Cadence Bank (NYSE:CADE) Q4 2022 Earnings Call Transcript

Chris Bagley: Yes. Back to the classified loans, normal cycle, normal loan grading, our average — the legacy BXS from a view, we’ve got an average — larger average loan size now, so you’re going to see some larger loans moving out. Nothing in there that was systematic or a trend that we would note. Normal loan grading, normal working with customers and I think from there it’s a model. It’s what’s the model that are going to project for us the economic forecasts and what our own loan grading systems do. Hank, any other color?

Hank Holmes: I think, you said it well, so.

Brett Rabatin: Okay.

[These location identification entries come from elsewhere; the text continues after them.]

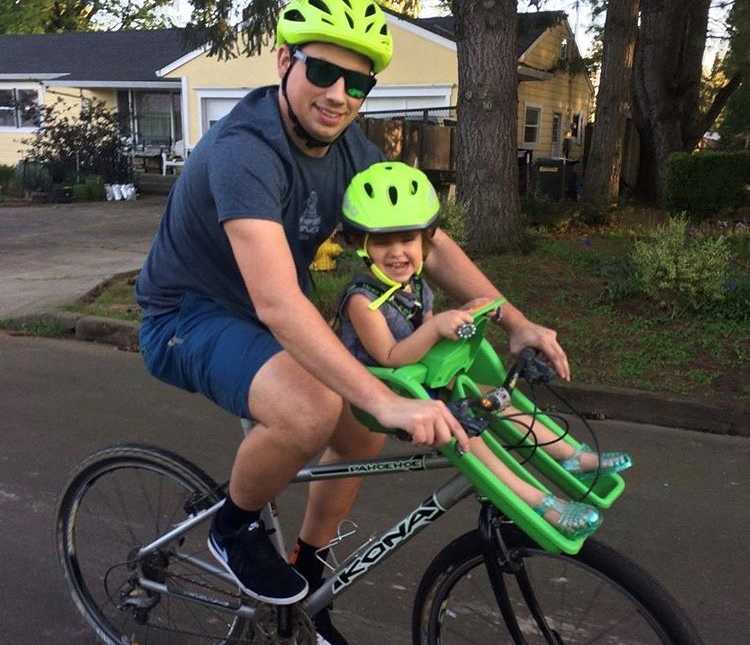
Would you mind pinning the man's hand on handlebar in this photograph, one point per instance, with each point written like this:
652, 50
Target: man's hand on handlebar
429, 423
530, 334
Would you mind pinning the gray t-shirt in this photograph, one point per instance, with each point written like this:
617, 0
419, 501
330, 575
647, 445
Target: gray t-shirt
400, 326
245, 166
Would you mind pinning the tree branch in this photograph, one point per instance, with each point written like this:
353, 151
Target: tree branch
704, 122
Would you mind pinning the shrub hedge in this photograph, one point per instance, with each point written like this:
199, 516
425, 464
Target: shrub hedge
705, 182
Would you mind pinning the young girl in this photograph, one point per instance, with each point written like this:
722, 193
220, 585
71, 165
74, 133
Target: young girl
386, 319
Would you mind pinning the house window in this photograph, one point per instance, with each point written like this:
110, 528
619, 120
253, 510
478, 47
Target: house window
158, 120
576, 131
556, 121
564, 50
18, 108
531, 125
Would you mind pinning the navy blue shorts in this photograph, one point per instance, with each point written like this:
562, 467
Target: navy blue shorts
205, 347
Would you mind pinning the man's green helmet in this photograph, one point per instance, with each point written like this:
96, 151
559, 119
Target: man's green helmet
358, 25
390, 196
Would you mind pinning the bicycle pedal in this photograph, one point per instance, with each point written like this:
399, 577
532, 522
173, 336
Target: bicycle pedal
265, 627
341, 535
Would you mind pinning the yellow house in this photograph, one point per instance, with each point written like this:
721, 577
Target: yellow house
115, 67
182, 97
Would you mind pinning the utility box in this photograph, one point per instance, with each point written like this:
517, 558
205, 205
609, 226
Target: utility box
549, 179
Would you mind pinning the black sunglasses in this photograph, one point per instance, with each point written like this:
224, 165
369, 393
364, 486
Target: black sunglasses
321, 73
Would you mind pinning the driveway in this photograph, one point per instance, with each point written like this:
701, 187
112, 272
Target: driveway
52, 254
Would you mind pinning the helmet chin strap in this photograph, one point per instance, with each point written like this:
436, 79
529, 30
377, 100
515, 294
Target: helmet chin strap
299, 130
382, 276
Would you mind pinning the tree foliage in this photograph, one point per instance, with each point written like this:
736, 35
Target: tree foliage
55, 16
212, 22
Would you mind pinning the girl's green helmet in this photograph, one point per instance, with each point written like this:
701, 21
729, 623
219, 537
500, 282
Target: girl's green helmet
390, 196
358, 25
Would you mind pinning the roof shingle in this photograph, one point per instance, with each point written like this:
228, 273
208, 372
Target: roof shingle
111, 56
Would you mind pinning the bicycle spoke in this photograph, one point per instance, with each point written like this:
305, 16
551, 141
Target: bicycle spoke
128, 500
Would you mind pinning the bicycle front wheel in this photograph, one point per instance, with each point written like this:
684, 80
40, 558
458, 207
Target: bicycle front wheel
597, 596
119, 500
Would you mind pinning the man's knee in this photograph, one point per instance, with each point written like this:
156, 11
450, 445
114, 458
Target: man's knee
313, 419
286, 397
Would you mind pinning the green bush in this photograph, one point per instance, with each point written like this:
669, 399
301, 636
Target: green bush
33, 176
707, 182
7, 173
679, 271
80, 193
452, 219
736, 306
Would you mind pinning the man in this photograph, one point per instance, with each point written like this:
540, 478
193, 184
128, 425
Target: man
223, 293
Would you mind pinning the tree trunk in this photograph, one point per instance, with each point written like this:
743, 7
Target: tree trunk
486, 160
667, 80
602, 180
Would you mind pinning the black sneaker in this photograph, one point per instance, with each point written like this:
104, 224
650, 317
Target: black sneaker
256, 566
327, 633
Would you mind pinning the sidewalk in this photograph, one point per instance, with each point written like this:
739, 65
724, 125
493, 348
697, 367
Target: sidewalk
594, 402
51, 254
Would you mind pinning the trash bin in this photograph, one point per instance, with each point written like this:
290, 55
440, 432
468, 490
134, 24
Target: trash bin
549, 179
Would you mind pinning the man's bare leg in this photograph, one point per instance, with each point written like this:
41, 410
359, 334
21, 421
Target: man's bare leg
331, 501
296, 417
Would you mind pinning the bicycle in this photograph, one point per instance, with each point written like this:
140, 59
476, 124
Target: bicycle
136, 564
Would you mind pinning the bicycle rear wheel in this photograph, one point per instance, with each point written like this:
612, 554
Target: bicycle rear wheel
119, 500
597, 596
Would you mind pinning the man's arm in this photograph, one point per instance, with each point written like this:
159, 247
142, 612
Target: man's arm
451, 269
265, 262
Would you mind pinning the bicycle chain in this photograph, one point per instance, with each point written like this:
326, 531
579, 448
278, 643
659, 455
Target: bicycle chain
263, 629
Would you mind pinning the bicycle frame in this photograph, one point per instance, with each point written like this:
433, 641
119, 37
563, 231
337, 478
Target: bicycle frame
370, 554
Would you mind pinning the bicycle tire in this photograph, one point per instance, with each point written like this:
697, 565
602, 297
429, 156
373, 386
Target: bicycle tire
105, 514
455, 603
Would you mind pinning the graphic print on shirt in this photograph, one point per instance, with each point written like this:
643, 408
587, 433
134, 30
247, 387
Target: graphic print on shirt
309, 222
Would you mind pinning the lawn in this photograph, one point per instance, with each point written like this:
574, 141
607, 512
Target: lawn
571, 280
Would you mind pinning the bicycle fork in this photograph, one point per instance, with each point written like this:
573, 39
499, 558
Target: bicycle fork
499, 562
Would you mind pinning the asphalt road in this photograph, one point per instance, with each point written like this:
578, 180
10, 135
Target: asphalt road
683, 516
52, 254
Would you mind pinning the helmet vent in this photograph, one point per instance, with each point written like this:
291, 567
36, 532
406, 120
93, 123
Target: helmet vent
319, 4
295, 15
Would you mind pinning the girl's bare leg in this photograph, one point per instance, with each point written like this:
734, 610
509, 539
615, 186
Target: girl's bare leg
558, 450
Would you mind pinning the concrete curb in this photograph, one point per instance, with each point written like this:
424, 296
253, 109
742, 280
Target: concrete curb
592, 401
121, 333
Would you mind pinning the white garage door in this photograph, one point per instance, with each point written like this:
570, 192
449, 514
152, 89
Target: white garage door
398, 98
394, 98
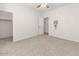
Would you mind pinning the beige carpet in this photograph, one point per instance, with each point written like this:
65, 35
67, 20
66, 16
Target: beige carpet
39, 46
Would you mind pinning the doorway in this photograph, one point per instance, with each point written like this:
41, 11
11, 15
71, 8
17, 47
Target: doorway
6, 26
46, 26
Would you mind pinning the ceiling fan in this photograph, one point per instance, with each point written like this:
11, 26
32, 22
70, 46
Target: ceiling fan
43, 5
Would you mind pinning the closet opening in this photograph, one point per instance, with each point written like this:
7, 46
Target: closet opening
6, 26
46, 26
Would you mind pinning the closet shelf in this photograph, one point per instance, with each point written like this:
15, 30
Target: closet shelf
5, 20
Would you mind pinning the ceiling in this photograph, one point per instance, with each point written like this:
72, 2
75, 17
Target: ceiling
51, 6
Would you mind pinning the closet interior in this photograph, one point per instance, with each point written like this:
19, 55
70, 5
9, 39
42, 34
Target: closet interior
6, 26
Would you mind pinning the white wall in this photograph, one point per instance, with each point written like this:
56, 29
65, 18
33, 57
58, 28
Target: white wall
25, 21
68, 26
6, 29
5, 24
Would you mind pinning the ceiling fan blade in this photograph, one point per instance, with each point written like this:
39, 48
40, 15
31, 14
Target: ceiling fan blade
38, 6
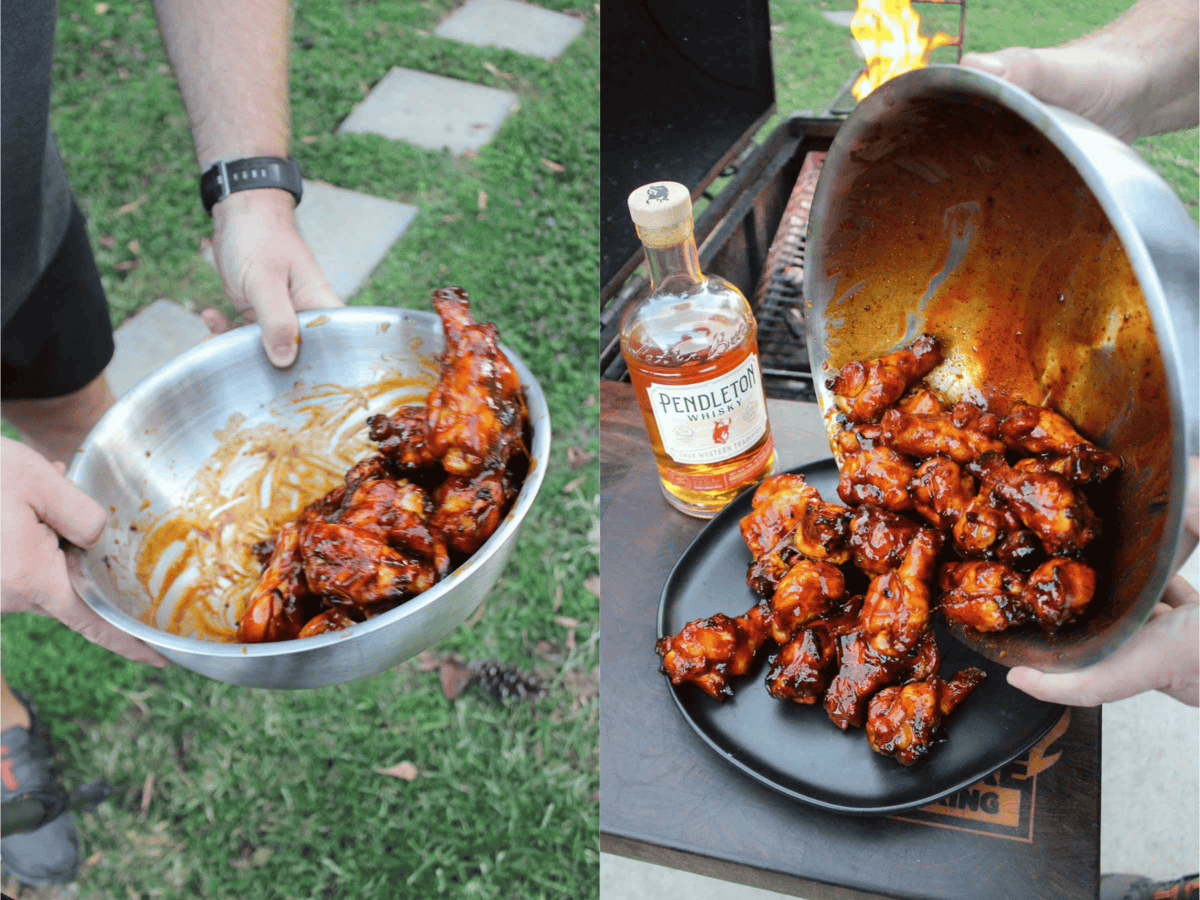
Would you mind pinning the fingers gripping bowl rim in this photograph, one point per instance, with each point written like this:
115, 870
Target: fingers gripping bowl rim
154, 439
947, 189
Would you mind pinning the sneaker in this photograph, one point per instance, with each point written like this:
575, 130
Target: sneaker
49, 855
1134, 887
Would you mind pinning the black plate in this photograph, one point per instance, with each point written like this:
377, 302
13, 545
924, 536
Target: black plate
796, 749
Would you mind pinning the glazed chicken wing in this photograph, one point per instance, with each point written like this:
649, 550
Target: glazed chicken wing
895, 611
1059, 591
925, 436
862, 672
282, 603
709, 652
880, 539
864, 390
1044, 502
807, 592
477, 412
906, 721
942, 491
873, 475
984, 595
359, 567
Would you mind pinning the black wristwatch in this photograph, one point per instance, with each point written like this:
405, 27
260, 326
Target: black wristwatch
226, 178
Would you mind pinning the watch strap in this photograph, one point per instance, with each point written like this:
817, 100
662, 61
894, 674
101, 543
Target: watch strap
253, 172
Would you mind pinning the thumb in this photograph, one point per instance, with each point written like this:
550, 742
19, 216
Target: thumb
267, 292
63, 605
64, 507
1017, 65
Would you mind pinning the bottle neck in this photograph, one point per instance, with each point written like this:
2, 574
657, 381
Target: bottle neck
678, 261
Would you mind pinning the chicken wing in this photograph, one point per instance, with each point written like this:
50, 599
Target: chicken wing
880, 539
862, 672
895, 610
906, 721
1059, 591
873, 475
984, 595
925, 436
863, 390
282, 603
709, 652
359, 567
477, 412
1044, 502
807, 592
942, 491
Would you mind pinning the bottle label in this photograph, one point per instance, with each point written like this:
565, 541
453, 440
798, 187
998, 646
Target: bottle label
712, 420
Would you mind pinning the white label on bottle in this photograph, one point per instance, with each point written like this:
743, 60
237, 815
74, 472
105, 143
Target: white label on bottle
713, 420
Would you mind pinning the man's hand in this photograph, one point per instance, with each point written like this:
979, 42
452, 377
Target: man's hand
1164, 654
267, 268
39, 505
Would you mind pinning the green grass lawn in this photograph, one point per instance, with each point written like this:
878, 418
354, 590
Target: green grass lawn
229, 792
814, 58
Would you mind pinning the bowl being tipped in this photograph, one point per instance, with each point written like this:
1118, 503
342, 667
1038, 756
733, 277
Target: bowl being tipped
1056, 268
145, 451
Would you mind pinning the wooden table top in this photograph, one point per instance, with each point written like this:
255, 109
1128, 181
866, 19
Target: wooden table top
1029, 831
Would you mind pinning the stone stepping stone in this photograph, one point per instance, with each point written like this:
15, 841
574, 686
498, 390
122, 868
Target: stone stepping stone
348, 232
511, 25
431, 111
149, 340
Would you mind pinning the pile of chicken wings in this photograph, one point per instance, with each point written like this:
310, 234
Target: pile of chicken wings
438, 486
948, 507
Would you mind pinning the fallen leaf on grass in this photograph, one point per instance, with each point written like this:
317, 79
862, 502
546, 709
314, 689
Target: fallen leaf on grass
132, 205
147, 793
455, 677
577, 456
405, 771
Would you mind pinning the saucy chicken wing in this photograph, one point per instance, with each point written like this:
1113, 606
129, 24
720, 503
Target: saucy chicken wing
895, 610
863, 390
807, 592
905, 721
709, 652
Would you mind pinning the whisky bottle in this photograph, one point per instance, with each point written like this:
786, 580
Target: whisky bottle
693, 357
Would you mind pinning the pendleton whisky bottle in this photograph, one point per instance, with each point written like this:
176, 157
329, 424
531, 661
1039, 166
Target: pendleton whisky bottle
693, 357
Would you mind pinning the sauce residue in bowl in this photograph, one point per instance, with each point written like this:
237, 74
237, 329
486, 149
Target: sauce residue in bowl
197, 562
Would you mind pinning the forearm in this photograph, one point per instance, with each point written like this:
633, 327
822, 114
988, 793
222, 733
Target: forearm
1164, 36
231, 59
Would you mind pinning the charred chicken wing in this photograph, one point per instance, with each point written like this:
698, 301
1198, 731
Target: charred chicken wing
864, 390
906, 721
709, 652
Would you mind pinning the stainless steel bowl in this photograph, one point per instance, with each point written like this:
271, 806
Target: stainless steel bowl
144, 453
1055, 265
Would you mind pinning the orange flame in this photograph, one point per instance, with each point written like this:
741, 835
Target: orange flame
888, 31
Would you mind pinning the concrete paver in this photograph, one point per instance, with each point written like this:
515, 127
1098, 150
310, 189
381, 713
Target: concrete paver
149, 340
511, 25
348, 232
431, 111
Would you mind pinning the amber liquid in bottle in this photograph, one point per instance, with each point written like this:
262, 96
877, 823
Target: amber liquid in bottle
693, 358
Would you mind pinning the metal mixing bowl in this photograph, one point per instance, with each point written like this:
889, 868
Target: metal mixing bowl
141, 457
1056, 267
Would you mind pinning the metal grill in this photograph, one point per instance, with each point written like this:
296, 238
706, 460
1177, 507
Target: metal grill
779, 301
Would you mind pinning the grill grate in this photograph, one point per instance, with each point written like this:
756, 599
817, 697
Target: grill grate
779, 301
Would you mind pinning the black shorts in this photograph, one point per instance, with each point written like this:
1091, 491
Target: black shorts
61, 336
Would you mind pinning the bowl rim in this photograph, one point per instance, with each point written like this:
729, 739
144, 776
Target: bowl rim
1065, 131
216, 346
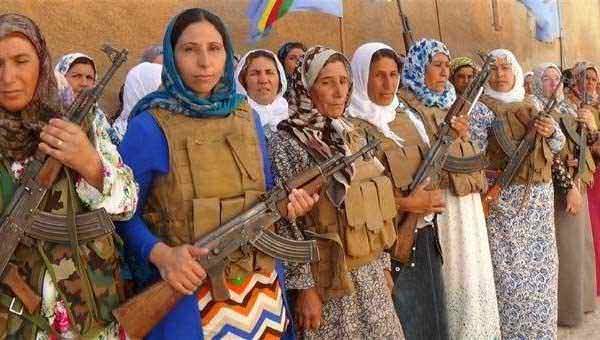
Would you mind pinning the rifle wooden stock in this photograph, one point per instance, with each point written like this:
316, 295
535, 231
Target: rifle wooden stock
139, 313
21, 289
405, 232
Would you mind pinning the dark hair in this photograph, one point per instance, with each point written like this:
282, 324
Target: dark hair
194, 15
285, 49
250, 58
83, 61
386, 53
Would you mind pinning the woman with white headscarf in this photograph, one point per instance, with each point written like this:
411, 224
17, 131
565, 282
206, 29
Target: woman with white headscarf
576, 271
260, 76
141, 80
521, 222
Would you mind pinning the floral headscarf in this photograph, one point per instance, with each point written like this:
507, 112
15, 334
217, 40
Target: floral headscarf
65, 63
361, 105
517, 93
322, 136
538, 89
19, 131
413, 74
176, 97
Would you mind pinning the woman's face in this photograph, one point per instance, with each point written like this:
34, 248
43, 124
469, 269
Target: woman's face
291, 60
591, 81
550, 81
262, 80
81, 77
330, 90
19, 72
200, 57
437, 72
502, 78
462, 78
383, 81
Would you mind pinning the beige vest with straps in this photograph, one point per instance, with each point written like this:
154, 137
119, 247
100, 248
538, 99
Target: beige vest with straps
568, 124
460, 184
537, 167
215, 173
357, 233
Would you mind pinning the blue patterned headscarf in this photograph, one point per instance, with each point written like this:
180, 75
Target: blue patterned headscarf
176, 97
413, 73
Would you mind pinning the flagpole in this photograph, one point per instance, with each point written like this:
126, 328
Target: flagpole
342, 39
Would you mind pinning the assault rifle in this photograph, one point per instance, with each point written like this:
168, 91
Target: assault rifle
22, 220
249, 229
406, 31
582, 146
517, 157
437, 158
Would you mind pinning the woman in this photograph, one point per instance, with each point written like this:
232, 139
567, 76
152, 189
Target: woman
80, 71
260, 76
208, 164
77, 283
585, 80
462, 71
345, 294
467, 303
521, 221
141, 80
576, 271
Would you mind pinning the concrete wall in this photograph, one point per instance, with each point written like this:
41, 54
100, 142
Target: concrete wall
465, 26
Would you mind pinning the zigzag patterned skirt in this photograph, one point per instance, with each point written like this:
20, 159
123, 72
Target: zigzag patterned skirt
255, 310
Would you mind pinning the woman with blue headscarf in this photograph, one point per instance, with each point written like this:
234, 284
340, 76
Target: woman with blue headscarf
207, 164
456, 301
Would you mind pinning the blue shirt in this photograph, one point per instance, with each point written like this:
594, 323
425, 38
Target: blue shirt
145, 150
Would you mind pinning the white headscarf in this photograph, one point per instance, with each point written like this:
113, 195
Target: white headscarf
361, 105
140, 81
517, 93
271, 114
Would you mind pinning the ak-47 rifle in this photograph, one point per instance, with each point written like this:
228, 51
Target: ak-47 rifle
437, 158
517, 158
249, 229
22, 220
582, 146
406, 31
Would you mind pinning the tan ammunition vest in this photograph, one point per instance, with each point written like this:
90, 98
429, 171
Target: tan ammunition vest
358, 232
569, 126
215, 173
537, 167
461, 184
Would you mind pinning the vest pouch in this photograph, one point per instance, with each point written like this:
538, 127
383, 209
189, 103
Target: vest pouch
387, 204
463, 184
355, 234
403, 164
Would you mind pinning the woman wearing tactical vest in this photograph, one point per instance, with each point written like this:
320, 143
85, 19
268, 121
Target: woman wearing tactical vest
585, 80
521, 222
456, 300
76, 277
574, 240
260, 76
208, 164
345, 295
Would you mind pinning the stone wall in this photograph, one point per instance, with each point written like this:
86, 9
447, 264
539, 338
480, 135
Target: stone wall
465, 26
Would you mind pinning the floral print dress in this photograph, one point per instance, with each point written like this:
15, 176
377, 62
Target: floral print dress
523, 248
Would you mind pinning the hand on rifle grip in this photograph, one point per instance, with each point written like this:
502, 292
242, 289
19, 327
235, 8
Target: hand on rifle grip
179, 266
300, 203
460, 125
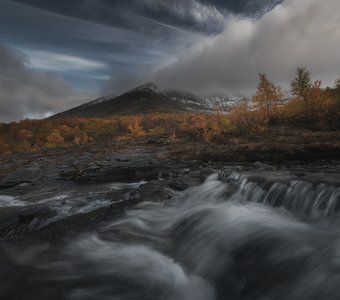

And then anything, maybe not for your bank but just anything that you would point out as something that you kind of view is potentially problematic for the industry, whether it’s office or some other segment of lending that you would say, hi, this is something that we’re keeping a close eye on?

James Rollins: We’re just not seeing that, Brett. So, when we look at what’s happening today, we’re like everybody else. We’re watching carefully. We’re paying attention. We think we’re making good credit decisions. The credit team is asking lots of questions. But across the footprint that we’re serving, the economies continue to move along. We’re still seeing some stress on labor in some places. Some places are still not able to find labor. People are moving up their labor cost. But we’re still moving.

Brett Rabatin: The economy shows resilience. Thanks for all color, Dan.

James Rollins: Thanks. Appreciate your time.

Operator: The next question is from Matt Olney with Stephens. Please go ahead.

James Rollins: Hi, Matt.

Operator: Oh, pardon me. This is a follow-up from Catherine Mealor with KBW.

Catherine Mealor: I didn’t mean to jump in front of that. My follow-up is just back to the efficiency ratio question that Brandon asked. Valerie, can you just clarify what number efficiency ratio you were referring to? Is that the — I think you originally put out slides when the deal came together, I think it was a 54% efficiency ratio. Is that a number that you think is achievable by ’24? Or do you think it’s higher than that, just given some expense headwinds, you talked about?

James Rollins: I think that’s the number we’re talking about. We’re still targeting getting there.

Catherine Mealor: Right, okay. But just maybe not until sometime in ’24?

James Rollins: Yes, I think, that things that have happened in the last little bit, has delayed that trip — that trip to get there a little bit, but we’re going to get there.

Valerie Toalson: Absolutely.

Catherine Mealor: Okay, thanks. Just want to clarify that. Thanks.

Operator: Okay. The next question is actually from Matt Olney with Stephens. Please go ahead.

Matt Olney: Hi guys, how are you? Good morning.

James Rollins: Good morning, Matt. Catherine owes you for that.

Matt Olney: No worries at all. I think most of my questions have been answered. Just wanted to circle back on the insurance segment. I know insurance has been an important part of the strategy going back several years even in the BancorpSouth days. I guess there is some speculation in the marketplace about some of your larger bank peers that may not be married to their insurance segment longer term. I’m curious about the strategy of Cadence in the insurance segment. Just, I’m curious how important this insurance segment is to the longer-term strategy of the Bank?